New survey reveals highest and lowest ranked college campuses for student free speech

News & Politics

According to a recent study conducted by the Foundation for Individual Rights and Expression, a non-profit civil liberties group, Columbia University ranked as the worst school for student free speech.

The annual FIRE study was the “largest survey on student free expression ever conducted” and included responses from more than 45,000 students from January to May of this year. Students had to be enrolled as full-time undergraduate students in a four-year program to qualify for the survey.

The comprehensive list includes the free speech ranking of 203 campuses in the United States.

The survey, released on Wednesday, categorized each school from “exceptional” to “abysmal.”

Columbia University was the only campus to receive an “abysmal” rating. It was followed by the University of Pennsylvania, Rensselaer Polytechnic Institute, Georgetown University, Skidmore College, and Yale University, which all ranked “very poor” or “poor.”

The highest scoring campuses included the University of Chicago, Kansas State University, Purdue University, Mississippi State University, and Oklahoma State University.

No institutions on the list received a score of “very good” or “exceptional.”

The results were based mainly on student responses and whether the institute had policies against speech. FIRE stated that schools with speech restrictions automatically fell lower on the list. The non-profit also considered if the school had disinvited speakers to give talks on campus.
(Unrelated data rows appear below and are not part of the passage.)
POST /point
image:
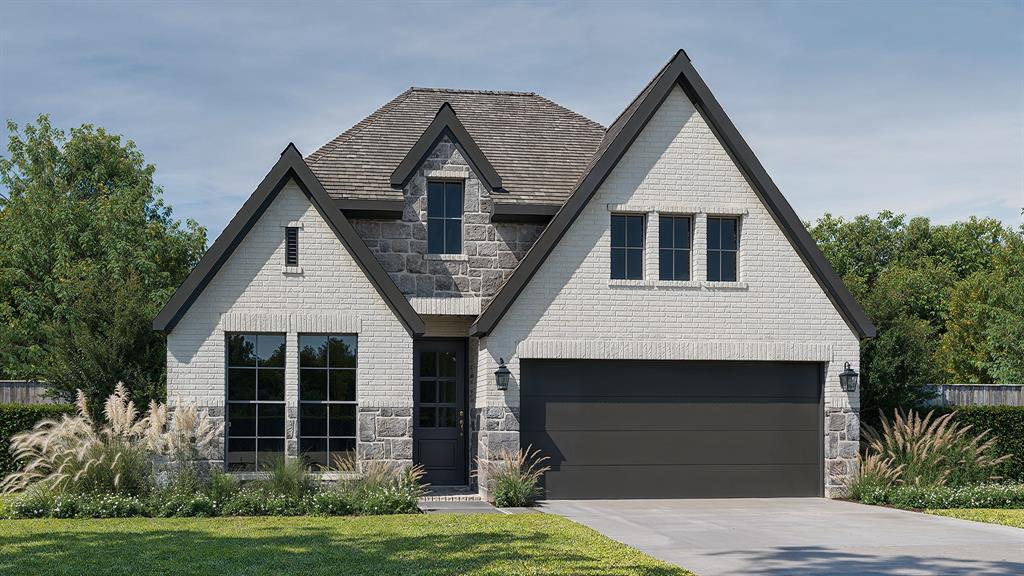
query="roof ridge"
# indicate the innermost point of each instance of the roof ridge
(472, 91)
(357, 127)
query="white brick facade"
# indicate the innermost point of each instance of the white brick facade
(775, 311)
(252, 293)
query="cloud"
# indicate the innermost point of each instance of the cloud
(853, 109)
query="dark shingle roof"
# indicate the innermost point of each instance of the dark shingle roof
(539, 148)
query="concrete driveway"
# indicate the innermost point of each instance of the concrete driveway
(801, 536)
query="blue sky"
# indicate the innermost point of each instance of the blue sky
(853, 108)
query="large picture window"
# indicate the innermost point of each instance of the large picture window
(627, 246)
(723, 241)
(674, 247)
(327, 398)
(255, 400)
(444, 206)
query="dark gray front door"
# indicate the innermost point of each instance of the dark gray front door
(440, 411)
(675, 429)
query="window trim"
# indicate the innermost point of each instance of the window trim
(444, 218)
(256, 402)
(691, 221)
(328, 403)
(642, 248)
(708, 249)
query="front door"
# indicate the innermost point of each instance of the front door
(439, 388)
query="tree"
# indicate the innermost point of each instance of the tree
(88, 254)
(922, 284)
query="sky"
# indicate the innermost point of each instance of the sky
(853, 108)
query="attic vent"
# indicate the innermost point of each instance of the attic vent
(291, 246)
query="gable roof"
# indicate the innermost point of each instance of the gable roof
(539, 148)
(445, 123)
(620, 136)
(289, 167)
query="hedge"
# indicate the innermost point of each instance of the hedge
(16, 418)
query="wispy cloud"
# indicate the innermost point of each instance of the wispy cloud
(852, 107)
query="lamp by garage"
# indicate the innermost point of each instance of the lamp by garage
(848, 378)
(502, 375)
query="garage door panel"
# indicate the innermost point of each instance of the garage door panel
(677, 447)
(665, 379)
(683, 482)
(674, 429)
(541, 413)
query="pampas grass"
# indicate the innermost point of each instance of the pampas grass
(117, 456)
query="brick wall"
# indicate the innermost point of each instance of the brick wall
(252, 292)
(775, 311)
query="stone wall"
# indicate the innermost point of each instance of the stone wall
(491, 251)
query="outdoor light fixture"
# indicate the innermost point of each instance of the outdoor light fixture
(848, 378)
(502, 375)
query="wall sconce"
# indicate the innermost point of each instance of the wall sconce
(848, 378)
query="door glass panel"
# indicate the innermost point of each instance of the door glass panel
(428, 365)
(445, 364)
(445, 392)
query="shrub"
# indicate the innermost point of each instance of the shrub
(512, 479)
(16, 418)
(287, 477)
(933, 451)
(252, 501)
(1007, 423)
(975, 496)
(77, 455)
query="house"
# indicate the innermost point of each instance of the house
(669, 327)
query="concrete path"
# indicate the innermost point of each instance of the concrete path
(801, 536)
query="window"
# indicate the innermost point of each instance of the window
(723, 239)
(437, 408)
(291, 246)
(443, 217)
(674, 247)
(255, 400)
(627, 247)
(327, 398)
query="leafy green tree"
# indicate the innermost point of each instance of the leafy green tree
(946, 300)
(88, 254)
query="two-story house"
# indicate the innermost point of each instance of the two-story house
(466, 271)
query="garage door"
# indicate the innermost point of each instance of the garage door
(675, 429)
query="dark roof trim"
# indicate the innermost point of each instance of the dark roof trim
(289, 167)
(523, 212)
(680, 72)
(358, 208)
(445, 123)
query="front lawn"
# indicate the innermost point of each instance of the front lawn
(373, 545)
(1008, 517)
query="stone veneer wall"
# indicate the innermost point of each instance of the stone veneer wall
(491, 251)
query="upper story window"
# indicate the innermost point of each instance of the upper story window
(674, 247)
(627, 246)
(291, 246)
(444, 205)
(255, 400)
(723, 241)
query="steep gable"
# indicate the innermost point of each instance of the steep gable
(679, 77)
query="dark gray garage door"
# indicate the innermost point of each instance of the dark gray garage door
(675, 429)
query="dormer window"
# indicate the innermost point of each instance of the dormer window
(444, 205)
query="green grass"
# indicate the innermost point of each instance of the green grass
(372, 545)
(1008, 517)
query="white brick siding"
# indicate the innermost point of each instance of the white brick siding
(775, 311)
(251, 293)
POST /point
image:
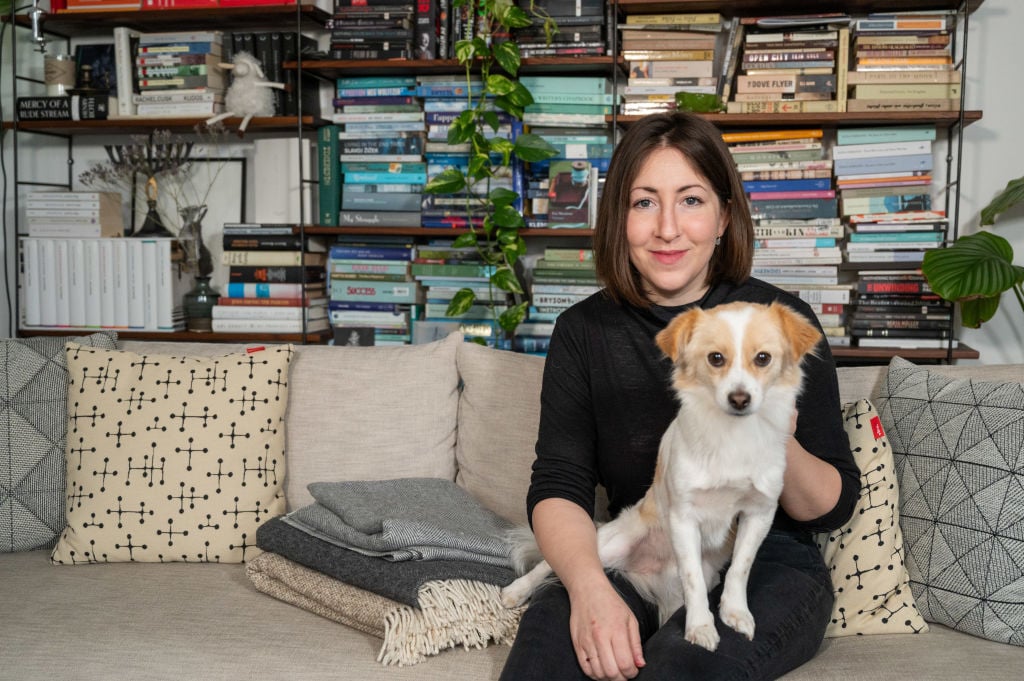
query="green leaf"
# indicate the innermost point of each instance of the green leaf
(512, 317)
(507, 56)
(1010, 197)
(449, 180)
(530, 147)
(461, 302)
(978, 265)
(506, 280)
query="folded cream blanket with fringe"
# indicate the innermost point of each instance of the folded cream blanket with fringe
(451, 612)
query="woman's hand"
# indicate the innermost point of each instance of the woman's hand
(605, 634)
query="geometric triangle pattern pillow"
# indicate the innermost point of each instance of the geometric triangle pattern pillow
(33, 423)
(958, 445)
(172, 458)
(865, 556)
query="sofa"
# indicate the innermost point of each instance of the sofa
(445, 410)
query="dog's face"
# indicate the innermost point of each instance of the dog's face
(738, 352)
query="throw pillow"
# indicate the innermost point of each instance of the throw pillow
(958, 445)
(33, 423)
(865, 556)
(172, 458)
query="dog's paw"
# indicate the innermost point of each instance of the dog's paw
(515, 594)
(739, 620)
(704, 635)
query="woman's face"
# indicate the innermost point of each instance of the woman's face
(673, 221)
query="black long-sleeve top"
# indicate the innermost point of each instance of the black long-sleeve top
(606, 399)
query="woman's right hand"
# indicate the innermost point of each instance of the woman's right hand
(605, 634)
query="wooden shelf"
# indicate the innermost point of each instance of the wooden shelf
(196, 337)
(318, 229)
(758, 7)
(69, 23)
(144, 125)
(879, 354)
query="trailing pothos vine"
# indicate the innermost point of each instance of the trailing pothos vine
(494, 54)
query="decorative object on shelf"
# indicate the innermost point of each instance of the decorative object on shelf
(976, 269)
(249, 94)
(498, 242)
(200, 300)
(169, 165)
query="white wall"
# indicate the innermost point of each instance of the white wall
(993, 154)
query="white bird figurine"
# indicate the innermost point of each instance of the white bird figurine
(249, 93)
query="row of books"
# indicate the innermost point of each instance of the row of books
(129, 284)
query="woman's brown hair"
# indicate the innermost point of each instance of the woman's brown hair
(700, 143)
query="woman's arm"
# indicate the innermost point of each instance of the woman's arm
(605, 633)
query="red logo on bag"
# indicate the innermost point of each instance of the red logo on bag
(877, 429)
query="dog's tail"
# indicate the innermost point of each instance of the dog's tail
(525, 553)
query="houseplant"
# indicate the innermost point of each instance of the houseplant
(976, 269)
(494, 54)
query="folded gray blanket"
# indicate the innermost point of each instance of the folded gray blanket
(397, 581)
(404, 519)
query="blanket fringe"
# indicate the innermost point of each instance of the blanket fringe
(452, 612)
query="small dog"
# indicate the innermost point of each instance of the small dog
(720, 464)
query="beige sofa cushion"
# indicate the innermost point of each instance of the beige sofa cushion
(364, 413)
(499, 413)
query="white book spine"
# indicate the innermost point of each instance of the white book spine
(151, 299)
(30, 284)
(105, 270)
(135, 283)
(61, 281)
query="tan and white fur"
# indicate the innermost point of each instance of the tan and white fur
(736, 371)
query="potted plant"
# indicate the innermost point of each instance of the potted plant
(977, 268)
(498, 240)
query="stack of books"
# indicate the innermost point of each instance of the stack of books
(74, 214)
(170, 66)
(127, 284)
(903, 62)
(374, 298)
(374, 30)
(275, 283)
(581, 30)
(793, 64)
(444, 98)
(380, 133)
(561, 278)
(884, 175)
(897, 308)
(669, 53)
(443, 269)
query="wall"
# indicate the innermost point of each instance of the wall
(993, 154)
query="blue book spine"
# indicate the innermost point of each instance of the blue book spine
(883, 164)
(787, 185)
(385, 178)
(339, 252)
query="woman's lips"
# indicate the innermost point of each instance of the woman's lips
(668, 257)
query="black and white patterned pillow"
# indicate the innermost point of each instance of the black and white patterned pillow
(958, 447)
(33, 423)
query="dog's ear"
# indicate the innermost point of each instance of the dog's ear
(802, 334)
(678, 333)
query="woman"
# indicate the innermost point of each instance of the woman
(674, 230)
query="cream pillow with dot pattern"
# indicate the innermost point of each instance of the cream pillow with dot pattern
(172, 458)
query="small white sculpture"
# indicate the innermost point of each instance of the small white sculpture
(249, 93)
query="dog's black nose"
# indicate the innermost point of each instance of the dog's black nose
(739, 399)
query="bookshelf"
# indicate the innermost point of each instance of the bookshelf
(305, 17)
(65, 26)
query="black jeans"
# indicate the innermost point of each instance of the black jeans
(790, 594)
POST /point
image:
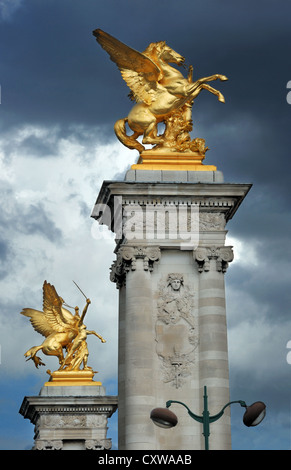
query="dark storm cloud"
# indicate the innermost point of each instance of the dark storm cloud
(53, 74)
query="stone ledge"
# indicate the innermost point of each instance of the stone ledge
(171, 176)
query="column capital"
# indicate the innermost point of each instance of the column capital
(221, 254)
(126, 261)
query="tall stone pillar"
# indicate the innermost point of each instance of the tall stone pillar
(170, 265)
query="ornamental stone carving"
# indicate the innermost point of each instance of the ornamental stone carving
(176, 334)
(126, 261)
(48, 445)
(222, 255)
(101, 444)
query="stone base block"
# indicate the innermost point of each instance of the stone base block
(70, 417)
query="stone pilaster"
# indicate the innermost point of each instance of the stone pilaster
(212, 264)
(170, 265)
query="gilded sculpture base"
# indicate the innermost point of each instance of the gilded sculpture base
(184, 161)
(72, 378)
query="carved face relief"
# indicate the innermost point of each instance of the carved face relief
(176, 335)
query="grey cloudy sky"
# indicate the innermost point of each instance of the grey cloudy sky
(60, 97)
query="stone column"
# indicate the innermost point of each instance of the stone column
(132, 272)
(172, 318)
(212, 263)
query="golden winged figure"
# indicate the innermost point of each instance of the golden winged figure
(161, 92)
(62, 331)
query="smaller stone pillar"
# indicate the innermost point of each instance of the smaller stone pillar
(70, 417)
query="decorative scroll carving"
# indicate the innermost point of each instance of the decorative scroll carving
(223, 255)
(175, 330)
(48, 445)
(101, 444)
(126, 261)
(211, 221)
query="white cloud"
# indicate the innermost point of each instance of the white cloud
(47, 226)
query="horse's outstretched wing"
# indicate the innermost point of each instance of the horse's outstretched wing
(52, 319)
(139, 72)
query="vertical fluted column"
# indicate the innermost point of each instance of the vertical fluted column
(136, 391)
(213, 349)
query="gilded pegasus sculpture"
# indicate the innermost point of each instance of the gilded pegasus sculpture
(62, 331)
(161, 93)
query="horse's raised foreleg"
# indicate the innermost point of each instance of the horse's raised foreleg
(151, 134)
(207, 87)
(216, 76)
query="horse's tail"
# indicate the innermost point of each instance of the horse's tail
(128, 141)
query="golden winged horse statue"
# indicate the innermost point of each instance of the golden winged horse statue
(161, 92)
(62, 330)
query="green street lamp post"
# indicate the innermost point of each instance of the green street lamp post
(165, 418)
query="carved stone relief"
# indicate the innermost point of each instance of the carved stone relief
(176, 334)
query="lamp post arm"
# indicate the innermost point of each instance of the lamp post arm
(214, 418)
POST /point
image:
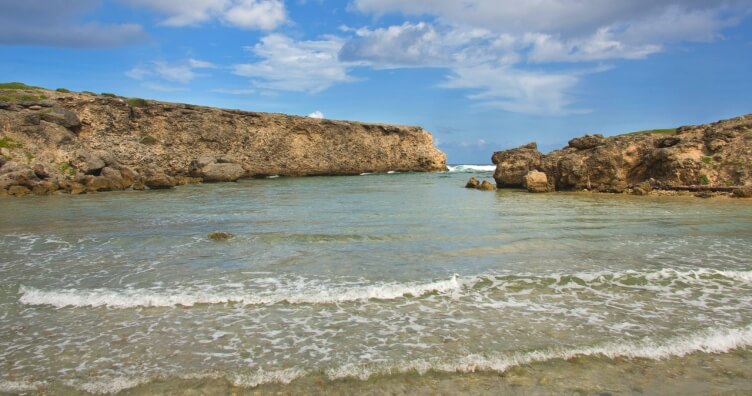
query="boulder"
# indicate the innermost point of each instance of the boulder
(62, 117)
(158, 181)
(743, 192)
(587, 142)
(87, 162)
(216, 169)
(18, 191)
(512, 165)
(472, 183)
(486, 186)
(536, 182)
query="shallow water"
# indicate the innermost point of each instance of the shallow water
(373, 281)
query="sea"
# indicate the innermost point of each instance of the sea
(394, 283)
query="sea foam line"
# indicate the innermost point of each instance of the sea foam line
(708, 341)
(130, 298)
(471, 168)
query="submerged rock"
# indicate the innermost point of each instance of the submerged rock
(715, 155)
(472, 183)
(536, 182)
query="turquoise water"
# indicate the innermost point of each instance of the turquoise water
(360, 278)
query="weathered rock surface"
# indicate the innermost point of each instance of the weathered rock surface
(714, 157)
(76, 143)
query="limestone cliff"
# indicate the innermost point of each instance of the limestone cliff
(84, 142)
(712, 157)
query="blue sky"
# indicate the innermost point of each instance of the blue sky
(481, 75)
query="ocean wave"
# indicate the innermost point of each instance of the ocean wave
(131, 298)
(471, 168)
(708, 341)
(310, 292)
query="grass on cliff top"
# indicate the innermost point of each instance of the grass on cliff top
(667, 131)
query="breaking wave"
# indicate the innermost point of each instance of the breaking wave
(471, 168)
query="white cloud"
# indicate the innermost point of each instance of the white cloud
(180, 73)
(516, 90)
(564, 17)
(302, 66)
(244, 14)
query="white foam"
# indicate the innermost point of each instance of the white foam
(471, 168)
(319, 294)
(21, 386)
(261, 376)
(708, 341)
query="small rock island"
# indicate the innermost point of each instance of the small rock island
(705, 159)
(62, 141)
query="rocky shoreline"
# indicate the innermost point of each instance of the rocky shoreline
(704, 160)
(64, 142)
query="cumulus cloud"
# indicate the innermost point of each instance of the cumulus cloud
(244, 14)
(59, 24)
(504, 51)
(182, 73)
(291, 65)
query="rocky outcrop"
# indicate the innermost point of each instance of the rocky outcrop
(712, 157)
(78, 143)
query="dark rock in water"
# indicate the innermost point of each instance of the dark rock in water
(512, 165)
(587, 142)
(216, 169)
(717, 154)
(159, 181)
(486, 186)
(743, 192)
(220, 236)
(536, 182)
(472, 183)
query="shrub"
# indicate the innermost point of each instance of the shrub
(148, 140)
(16, 85)
(137, 102)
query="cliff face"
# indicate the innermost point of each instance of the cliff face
(83, 143)
(715, 156)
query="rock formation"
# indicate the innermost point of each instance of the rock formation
(77, 142)
(712, 157)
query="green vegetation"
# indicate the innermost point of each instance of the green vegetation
(66, 169)
(21, 98)
(16, 86)
(667, 131)
(148, 140)
(137, 102)
(6, 142)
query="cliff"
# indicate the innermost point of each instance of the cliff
(81, 142)
(712, 157)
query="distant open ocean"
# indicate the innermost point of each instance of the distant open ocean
(372, 284)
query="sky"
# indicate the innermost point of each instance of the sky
(480, 75)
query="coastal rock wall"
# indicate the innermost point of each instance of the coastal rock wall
(74, 140)
(715, 156)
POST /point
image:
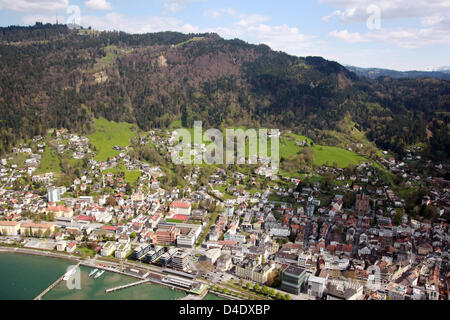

Surveyed students were asked how comfortable they felt expressing political views, their tolerance for liberal and conservative speakers, their tolerance for protesting speakers, support for free speech from administrative staff, and the level of acceptance for open debate on campus.

“Self-censorship is pervasive across top-ranked and bottom-ranked schools alike; 63% of respondents worried about damaging their reputation because someone misunderstood something they said or did. An equal percentage said that students shouting down a speaker to prevent them from speaking on campus was acceptable to some degree,” the survey reported.

“That so many students are self-silencing and silencing each other is an indictment of campus culture,” stated FIRE Senior Research Fellow Sean Stevens. “How can students develop their distinct voices and ideas in college if they’re too afraid to engage with each other?”

The research found that 42% of conservative students “often” feel unable to speak freely. Only 13% of liberal students said the same.

Students stated that the three most difficult topics to discuss comfortably on campus included abortion, racial inequality, and COVID-19 vaccine mandates.

Many college students declared that specific speakers should not be allowed on campus. For example, 60-74% of students said they do not support the school allowing on-campus speakers who believe any of the following: transgenders have a mental disorder, BLM is a hate group, the 2020 election was stolen, or that abortion should be illegal.

“The situation for freedom of speech and academic freedom has been in trouble on campus since before FIRE was founded in 1999,” stated FIRE CEO Greg Lukianoff. “That situation has gotten far worse in the last few years. Our new and improved rankings are intended to reward universities that protect and defend the freedom of speech, while empowering students and parents who care about free speech not to attend or support universities that don’t.”

Columbia University and the University of Chicago did not respond to requests for comment from the College Fix.